This first release in IWPR’s series, Status of Women in the States: 2015, analyzes data points related to women’s employment and earnings, and includes state-by-state projections on when the gender wage gap will close. The report also includes data on topics such as: low-wage workers, older women, millennials, immigrant women, women with disabilities, women in unions, and women in STEM occupations, and includes detailed breakdowns by race and ethnicity.
Along with this report, IWPR launched an accompanying interactive website, www.statusofwomendata.org, a tool for leaders and the public to access information and additional data for each state.
- In nearly half of all states and the District of Columbia, women’s economic status has either worsened or remained unchanged in the last decade .
- If current trends in narrowing the pay gap in the states continue, the year when women in the United States will achieve equal pay is 2058, but new projections for each state find this date is much further out in the future for women in many parts of the country.

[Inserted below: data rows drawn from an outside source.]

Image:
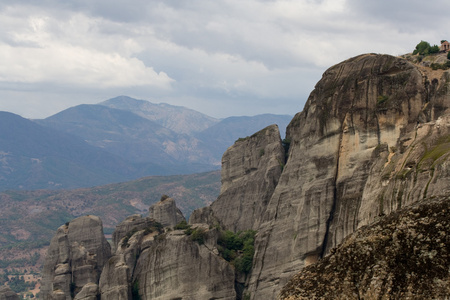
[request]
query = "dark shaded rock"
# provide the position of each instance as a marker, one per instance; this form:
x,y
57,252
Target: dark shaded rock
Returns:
x,y
405,255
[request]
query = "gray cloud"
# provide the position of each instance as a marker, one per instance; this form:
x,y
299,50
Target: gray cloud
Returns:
x,y
220,57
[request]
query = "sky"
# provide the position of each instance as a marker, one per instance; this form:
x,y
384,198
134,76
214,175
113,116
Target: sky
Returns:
x,y
222,58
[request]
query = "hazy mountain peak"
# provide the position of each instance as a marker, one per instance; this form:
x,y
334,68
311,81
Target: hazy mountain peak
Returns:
x,y
177,118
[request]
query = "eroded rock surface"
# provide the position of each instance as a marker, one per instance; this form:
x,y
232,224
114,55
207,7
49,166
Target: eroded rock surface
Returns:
x,y
348,162
250,172
402,256
166,212
75,258
373,138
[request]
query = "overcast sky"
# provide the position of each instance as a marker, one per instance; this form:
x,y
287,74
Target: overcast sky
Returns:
x,y
222,58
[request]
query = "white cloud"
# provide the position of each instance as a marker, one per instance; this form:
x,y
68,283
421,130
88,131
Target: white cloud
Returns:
x,y
73,53
216,56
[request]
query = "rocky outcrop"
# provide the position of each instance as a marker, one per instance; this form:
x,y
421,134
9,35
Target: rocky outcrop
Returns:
x,y
75,258
348,161
166,212
250,172
131,223
152,261
177,267
7,294
373,138
402,256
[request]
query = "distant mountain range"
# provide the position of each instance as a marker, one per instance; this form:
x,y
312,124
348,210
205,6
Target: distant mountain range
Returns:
x,y
116,140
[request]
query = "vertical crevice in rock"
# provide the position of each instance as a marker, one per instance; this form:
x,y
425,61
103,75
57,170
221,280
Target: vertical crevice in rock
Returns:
x,y
335,199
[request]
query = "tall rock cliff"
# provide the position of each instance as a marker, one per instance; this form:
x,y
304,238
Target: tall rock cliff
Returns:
x,y
251,169
75,258
373,137
151,260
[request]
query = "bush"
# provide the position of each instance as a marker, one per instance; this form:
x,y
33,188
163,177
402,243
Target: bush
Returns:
x,y
238,249
424,48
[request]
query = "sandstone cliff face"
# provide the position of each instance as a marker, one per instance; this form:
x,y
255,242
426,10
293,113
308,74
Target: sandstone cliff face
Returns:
x,y
175,267
166,212
153,262
402,256
75,258
359,125
373,138
250,172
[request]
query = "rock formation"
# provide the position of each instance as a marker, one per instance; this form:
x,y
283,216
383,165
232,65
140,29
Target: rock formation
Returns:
x,y
373,138
350,160
75,258
166,212
7,294
250,172
402,256
155,262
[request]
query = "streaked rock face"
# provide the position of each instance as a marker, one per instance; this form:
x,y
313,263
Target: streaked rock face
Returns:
x,y
250,172
166,213
75,258
374,137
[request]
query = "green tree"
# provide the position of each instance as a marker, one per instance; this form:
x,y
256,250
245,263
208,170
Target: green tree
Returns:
x,y
424,48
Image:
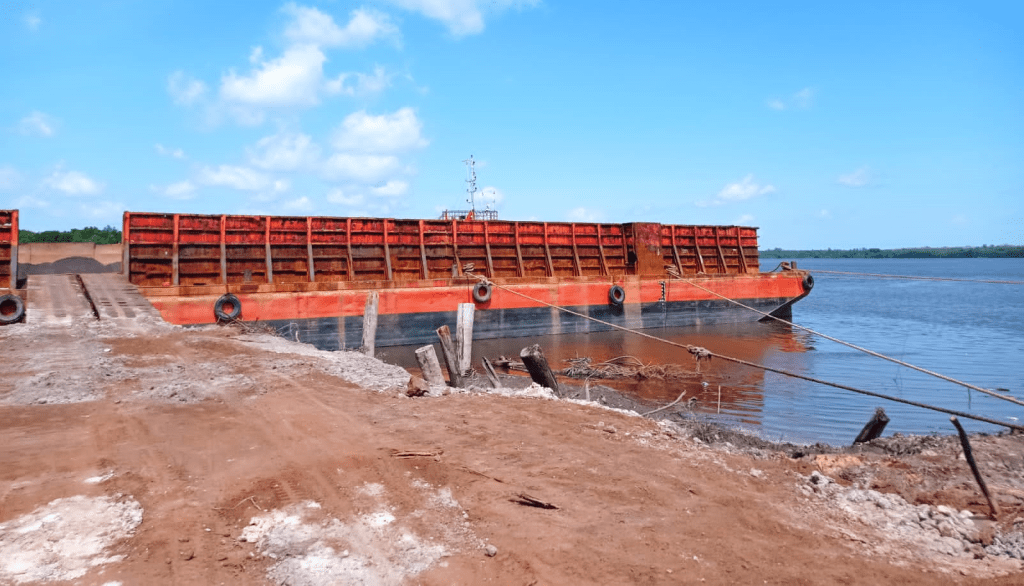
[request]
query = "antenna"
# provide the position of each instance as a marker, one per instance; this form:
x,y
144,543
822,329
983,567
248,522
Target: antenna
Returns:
x,y
472,182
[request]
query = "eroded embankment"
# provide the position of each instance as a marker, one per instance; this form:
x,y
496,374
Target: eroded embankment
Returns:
x,y
254,459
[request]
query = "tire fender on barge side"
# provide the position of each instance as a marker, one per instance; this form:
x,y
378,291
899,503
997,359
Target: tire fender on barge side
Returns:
x,y
616,295
481,292
11,308
227,307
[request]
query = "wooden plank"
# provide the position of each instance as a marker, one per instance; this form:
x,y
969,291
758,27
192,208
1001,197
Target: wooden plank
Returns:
x,y
464,336
370,324
429,366
448,349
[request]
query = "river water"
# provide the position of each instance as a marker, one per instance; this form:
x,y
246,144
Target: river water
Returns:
x,y
972,332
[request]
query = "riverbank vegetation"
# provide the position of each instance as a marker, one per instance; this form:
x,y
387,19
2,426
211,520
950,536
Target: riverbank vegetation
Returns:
x,y
985,251
109,235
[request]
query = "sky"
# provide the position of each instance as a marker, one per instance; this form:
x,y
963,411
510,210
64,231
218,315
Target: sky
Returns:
x,y
825,124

Five states—West Virginia, Utah, Louisiana, North Dakota, and Wyoming—will not see equal pay until the next century.
- A typical working woman loses $530,000 over her lifetime due to the wage gap. The losses are greater for women with higher levels of education. By the time a college-educated working woman turns 59, she will have lost almost $800,000.
More Data Coming Spring 2015
Throughout the spring, IWPR will release additional reports from the Status of Women in the States: 2015 with national and state-level data on Poverty & Opportunity, Violence & Safety, Health & Well-Being, Reproductive Rights, Political Participation, and Work & Family. Data on Violence & Safety and Work & Family are new additions to the 2015 edition.